Plaidoyer contre les préjugés

Quatre correspondantes en Europe du Sud brossent le portrait de victimes de la dette.

Denis Sieffert  • 21 octobre 2015 abonné·es
Plaidoyer contre les préjugés
Visages de la crise , Buchet-Chastel, 136 p., 15 euros.

Elles sont quatre journalistes, correspondantes dans cette Europe du Sud frappée par la crise : Marie-Line Darcy au Portugal, Mathilde Auvillain en Italie, Angélique Kourounis – que les lecteurs de Politis connaissent bien – en Grèce et Gaëlle Lucas en Espagne. Quatre femmes qui ont décidé de donner des visages à la crise. Elles nous proposent huit portraits frémissants de vie, de douleur et d’espoir.

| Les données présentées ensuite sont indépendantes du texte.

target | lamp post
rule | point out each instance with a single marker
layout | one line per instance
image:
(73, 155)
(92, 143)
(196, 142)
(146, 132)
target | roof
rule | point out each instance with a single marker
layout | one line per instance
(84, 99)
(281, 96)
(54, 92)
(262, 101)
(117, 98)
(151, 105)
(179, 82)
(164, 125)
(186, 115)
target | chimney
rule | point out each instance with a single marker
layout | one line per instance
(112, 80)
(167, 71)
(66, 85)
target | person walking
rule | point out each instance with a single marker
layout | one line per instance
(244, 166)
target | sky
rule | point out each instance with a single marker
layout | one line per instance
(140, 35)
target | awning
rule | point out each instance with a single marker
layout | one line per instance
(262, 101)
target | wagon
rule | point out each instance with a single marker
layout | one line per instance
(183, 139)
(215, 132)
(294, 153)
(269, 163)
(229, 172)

Voici Céu, 53 ans, originaire du nord du Portugal, divorcée, photographe au chômage depuis qu’elle a démissionné de son journal par solidarité avec ceux que son patron licenciait. C’est une victime collatérale de la crise. Elle évoque la décennie 1985-1995, années bénies pour les promoteurs et les spéculateurs, et le piège du crédit facile : « Les gens ne voyaient que le bon côté des choses, sans se douter qu’il y aurait une contrepartie […], on recevait des cartes de crédit envoyées par des banques américaines […], sans oublier les incitations pour devenir propriétaire. » Et, soudain, ce fut la ressaca, la « gueule de bois ». L’injonction à rembourser. Les licenciements, la crise. « C’est sans doute pour notre amour de la vie qu’on nous punit », dit-elle. Céu regrette un peu la résignation de beaucoup de ses compatriotes, qu’elle appelle pudiquement « conformisme ».

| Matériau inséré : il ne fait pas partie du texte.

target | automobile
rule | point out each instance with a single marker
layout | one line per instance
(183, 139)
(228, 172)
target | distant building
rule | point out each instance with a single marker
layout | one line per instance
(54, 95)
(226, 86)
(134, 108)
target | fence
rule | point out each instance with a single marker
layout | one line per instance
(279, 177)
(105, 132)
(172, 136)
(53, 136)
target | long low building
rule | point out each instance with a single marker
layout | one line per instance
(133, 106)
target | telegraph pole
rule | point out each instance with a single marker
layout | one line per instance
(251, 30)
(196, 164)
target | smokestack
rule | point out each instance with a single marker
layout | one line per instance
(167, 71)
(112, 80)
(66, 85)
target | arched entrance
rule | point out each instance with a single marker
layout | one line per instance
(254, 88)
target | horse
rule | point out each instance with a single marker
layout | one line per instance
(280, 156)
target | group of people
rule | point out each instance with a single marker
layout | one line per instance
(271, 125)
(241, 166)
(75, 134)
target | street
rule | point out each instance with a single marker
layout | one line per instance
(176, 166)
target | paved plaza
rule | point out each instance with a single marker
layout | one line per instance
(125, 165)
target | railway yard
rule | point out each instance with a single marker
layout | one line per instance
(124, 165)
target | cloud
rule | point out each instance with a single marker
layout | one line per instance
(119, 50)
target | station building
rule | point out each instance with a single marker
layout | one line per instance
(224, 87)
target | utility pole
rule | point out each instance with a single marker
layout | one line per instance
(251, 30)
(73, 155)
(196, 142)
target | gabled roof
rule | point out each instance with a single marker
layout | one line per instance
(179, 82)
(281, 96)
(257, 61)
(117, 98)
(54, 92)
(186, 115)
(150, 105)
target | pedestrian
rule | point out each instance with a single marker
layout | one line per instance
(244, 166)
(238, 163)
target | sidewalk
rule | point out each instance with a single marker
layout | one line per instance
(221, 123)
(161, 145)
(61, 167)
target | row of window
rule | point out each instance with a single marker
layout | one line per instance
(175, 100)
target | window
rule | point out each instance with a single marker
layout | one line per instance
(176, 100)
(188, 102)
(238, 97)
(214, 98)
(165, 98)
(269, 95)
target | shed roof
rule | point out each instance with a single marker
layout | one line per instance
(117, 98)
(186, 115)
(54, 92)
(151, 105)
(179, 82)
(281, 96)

Et voici José Roldàn, 49 ans, le paysan andalou devenu maçon en plein boom immobilier. C’est la folle époque des infrastructures inutiles et des lotissements à jamais inoccupés. Construire pour construire pour le plus grand profit de la spéculation immobilière. Et soudain, comme pour Céu, plus rien. Chômage et douloureux retour à la terre. José en veut aux politiques : « J’ai décidé de ne plus voter », dit-il.

Destins, origines sociales, tout est différent, mais les histoires se rejoignent. Comme celle d’Irini, l’enseignante engagée de la banlieue d’Athènes, « la crise grecque personnifiée », écrit Angélique Kourounis : « Ce sont les larmes d’Irini qui m’ont fait comprendre la fracture des mémorandums d’austérité. » Des larmes versées parce que « l’espoir s’évaporait » et qu’il allait être « de plus en plus difficile de garder sa dignité ». Irini raconte la honte des enfants de son école lorsqu’il leur a fallu prendre les sacs de nourriture distribués en solidarité. Son salaire de prof est passé de 1 460 à 860 euros. Elle a décidé de ne pas donner de petit frère ou de petite sœur à Naya, sa fille. La situation est devenue trop incertaine. La crise pénètre au plus profond de l’intimité. Il faudrait encore citer Monica, la biologiste madrilène, Salvo, le Sicilien, et quelques autres… Au-delà de ces portraits, le livre est un vibrant plaidoyer pour ces peuples du sud de l’Europe, « pauvres et fainéants », selon le cliché, et surtout « mauvais élèves du néolibéralisme ». Un plaidoyer contre les préjugés xénophobes et un cri d’alarme contre le risque de dérive, entre haine de l’autre et repli identitaire.